Bespoke HQ's signature style is contrasting collars on suit jackets and coats, sharp angled pockets to create the illusion of a slimmer waist, and innovative linings.

== Celebrity clients ==

His clients both past and present include; David Beckham, Samuel L. Jackson, Stephen Dorff, Michael Portillo, James Caan, Duncan Bannatyne, Jacobi Anstruther-Gough-Calthorpe, Hugo Taylor, Mark Wright, Mitch Winehouse, Barbara Windsor, Jermaine Jackson, David Haye, Colin Jackson, Roja Dove, and JLS.

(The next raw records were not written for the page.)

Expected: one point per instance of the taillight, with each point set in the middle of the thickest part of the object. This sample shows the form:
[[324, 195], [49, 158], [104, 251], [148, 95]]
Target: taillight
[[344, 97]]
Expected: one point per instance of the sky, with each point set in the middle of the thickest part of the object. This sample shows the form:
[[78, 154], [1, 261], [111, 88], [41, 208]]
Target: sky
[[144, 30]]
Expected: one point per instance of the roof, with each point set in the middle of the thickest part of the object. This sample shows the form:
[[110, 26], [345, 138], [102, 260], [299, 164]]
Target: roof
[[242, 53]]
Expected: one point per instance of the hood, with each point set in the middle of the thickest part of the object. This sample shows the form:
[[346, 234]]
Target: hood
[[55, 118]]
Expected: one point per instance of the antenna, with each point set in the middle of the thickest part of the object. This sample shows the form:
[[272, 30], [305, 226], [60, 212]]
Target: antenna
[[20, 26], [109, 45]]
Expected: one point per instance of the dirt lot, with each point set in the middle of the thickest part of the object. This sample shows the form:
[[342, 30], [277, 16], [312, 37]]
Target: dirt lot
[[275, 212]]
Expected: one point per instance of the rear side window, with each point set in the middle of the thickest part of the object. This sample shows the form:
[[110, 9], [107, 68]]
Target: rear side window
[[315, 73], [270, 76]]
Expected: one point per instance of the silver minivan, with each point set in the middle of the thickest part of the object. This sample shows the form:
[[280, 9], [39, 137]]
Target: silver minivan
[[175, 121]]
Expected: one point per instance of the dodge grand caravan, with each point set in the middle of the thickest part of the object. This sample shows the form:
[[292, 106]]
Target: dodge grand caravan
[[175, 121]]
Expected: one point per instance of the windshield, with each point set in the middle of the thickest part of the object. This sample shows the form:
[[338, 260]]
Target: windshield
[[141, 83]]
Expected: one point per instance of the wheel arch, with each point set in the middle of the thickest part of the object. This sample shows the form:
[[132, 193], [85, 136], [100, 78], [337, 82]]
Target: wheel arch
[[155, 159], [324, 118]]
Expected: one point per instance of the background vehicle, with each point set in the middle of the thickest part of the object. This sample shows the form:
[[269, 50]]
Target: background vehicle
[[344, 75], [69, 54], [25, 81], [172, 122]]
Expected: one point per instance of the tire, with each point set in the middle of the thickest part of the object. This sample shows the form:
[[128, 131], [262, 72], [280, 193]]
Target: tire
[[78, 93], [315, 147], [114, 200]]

Stephen famously created a suit for Mitch Winehouse to wear to the 2013 Brit Awards to commemorate Mitch's late singer daughter Amy Winehouse, as she had been nominated posthumously for Best Female Artist. She was nominated for her posthumous album Lioness: Hidden Treasures, and it was the very first time anyone had been nominated for a Brit Award posthumously. Mitch removed the suit jacket on the red carpet to reveal a waistcoat with a photograph of Amy silk-screened onto the back of it. While there were some negative comments made, the response was mainly positive, with the press around the World calling it a ‘touching tribute’.

== Collaboration with Aston Martin ==

In 2013 Bespoke HQ issued a press release announcing the launch of a tailoring collection in collaboration with Aston Martin. The Aston Martin Collection by Bespoke HQ is a collection of luxury tailored garments designed for the Aston Martin aficionado, and includes a dinner suit with rhodium plated buttons and black onyx centres, and a blazer with British racing green stitching and the Aston Martin crest on the buttons.